Originally, these monitors were used for commercial studios. Composite video first saw home use for dubbing tapes on VCRs. Early computers, both commercial and amateur, mostly used teleprinters for output; simple home models might simply display an array of lights to be interpreted as binary information. Later the concept of the TV Typewriter was born, effectively the video monitor used for digital information; this was implemented as dedicated monitors and as interfaces to the television receivers present in many homes. Many computers incorporated a display. From the late 1970s, stand-alone composite monitors came into use, including by the Apple II, Commodore VIC 20/64/128, Atari, the IBM PC with CGA card, some computers compatible with it, and other home and business computers of the 1980s. These computers had composite video outputs, and sometimes composite monitors bundled with the systems. Some computer companies separately sold their own composite monitors for use with their computers.
During the same time period, home game consoles chose to stick with RF modulation since many people had color televisions without composite video inputs. However, in 1985, the NES was released and was the first game console to feature direct composite outputs. Although the redesigned NES (NES 2) lacked these outputs, the Super NES and nearly all consoles made since have included the direct composite outputs. From the fifth-generation systems (such as the Sony PlayStation and the Nintendo 64) onward, many consoles used these outputs as the primary means of connecting to the television, requiring a separate adapter for use on televisions lacking composite inputs. As of today, some people still use stand-alone composite monitors with modern game consoles even with the advent of televisions with a tuner and composite inputs combined.

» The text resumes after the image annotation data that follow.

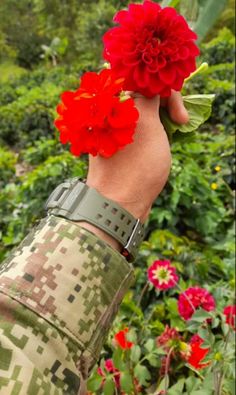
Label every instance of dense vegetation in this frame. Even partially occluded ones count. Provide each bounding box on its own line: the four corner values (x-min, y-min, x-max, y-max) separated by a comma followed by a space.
0, 0, 235, 395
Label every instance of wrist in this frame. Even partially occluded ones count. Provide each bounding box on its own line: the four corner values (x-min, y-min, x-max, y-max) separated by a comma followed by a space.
79, 222, 122, 252
86, 178, 152, 223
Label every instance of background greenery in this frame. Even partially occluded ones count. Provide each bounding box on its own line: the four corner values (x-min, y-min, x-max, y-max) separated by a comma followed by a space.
0, 0, 235, 395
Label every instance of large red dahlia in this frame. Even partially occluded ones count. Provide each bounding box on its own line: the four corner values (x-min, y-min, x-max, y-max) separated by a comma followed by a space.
55, 70, 139, 158
103, 0, 199, 97
178, 287, 216, 320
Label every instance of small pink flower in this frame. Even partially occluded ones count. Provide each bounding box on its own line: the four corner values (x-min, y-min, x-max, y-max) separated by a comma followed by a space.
97, 359, 120, 388
187, 335, 211, 369
223, 305, 236, 331
157, 325, 181, 352
148, 261, 179, 289
178, 287, 216, 320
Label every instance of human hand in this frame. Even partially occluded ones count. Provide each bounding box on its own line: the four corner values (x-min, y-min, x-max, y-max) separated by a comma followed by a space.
87, 91, 188, 222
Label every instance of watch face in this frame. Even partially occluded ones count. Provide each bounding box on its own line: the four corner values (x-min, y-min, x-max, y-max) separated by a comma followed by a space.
46, 177, 144, 261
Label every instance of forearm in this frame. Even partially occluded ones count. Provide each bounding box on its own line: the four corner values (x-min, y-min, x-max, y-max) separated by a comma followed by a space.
0, 217, 133, 395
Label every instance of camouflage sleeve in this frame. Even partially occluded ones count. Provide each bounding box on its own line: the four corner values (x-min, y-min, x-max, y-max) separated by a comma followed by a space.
0, 216, 133, 395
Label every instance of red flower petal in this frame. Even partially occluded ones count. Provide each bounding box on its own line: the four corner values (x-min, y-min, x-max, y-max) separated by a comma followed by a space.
103, 0, 199, 97
54, 69, 139, 158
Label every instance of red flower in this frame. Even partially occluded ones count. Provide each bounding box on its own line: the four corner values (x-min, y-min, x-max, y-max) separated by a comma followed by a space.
97, 359, 120, 388
115, 328, 134, 350
103, 0, 199, 97
55, 70, 138, 158
187, 335, 210, 369
148, 261, 179, 289
157, 325, 181, 352
223, 305, 236, 331
178, 287, 215, 320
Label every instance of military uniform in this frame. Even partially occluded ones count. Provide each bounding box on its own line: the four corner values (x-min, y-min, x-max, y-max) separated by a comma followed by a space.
0, 216, 134, 395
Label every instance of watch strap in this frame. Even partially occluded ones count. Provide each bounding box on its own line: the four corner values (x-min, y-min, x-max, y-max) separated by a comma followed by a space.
46, 178, 144, 260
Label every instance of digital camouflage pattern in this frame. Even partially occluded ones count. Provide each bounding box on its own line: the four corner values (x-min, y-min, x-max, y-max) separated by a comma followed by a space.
0, 216, 134, 395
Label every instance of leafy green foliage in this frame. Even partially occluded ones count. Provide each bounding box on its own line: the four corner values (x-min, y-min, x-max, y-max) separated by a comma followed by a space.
0, 147, 16, 187
0, 0, 235, 395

When a composite monitor is not available, a device requiring one can use an RF modulator to encode a composite output onto an RF signal which can be received by analog television, available in many homes until the digital switchover.
Devices are available to convert from composite to other standards such as analog VGA or digital HDMI; such devices may be called upscalers or scan converters, although not all devices with these names will handle composite input. Price and quality vary. A converter with electronics is necessary; a simple cable will not do the job.
With a whole market full of all sorts of solutions to convert composite (or its related standard S-video) to all sorts of other video transmission standards, it has even offered opportunities to repurpose non-composite monitors for composite video input, in which composite monitors themselves have also been repurposed for other applications of their own.
Some monitors used in video surveillance give a monochrome picture.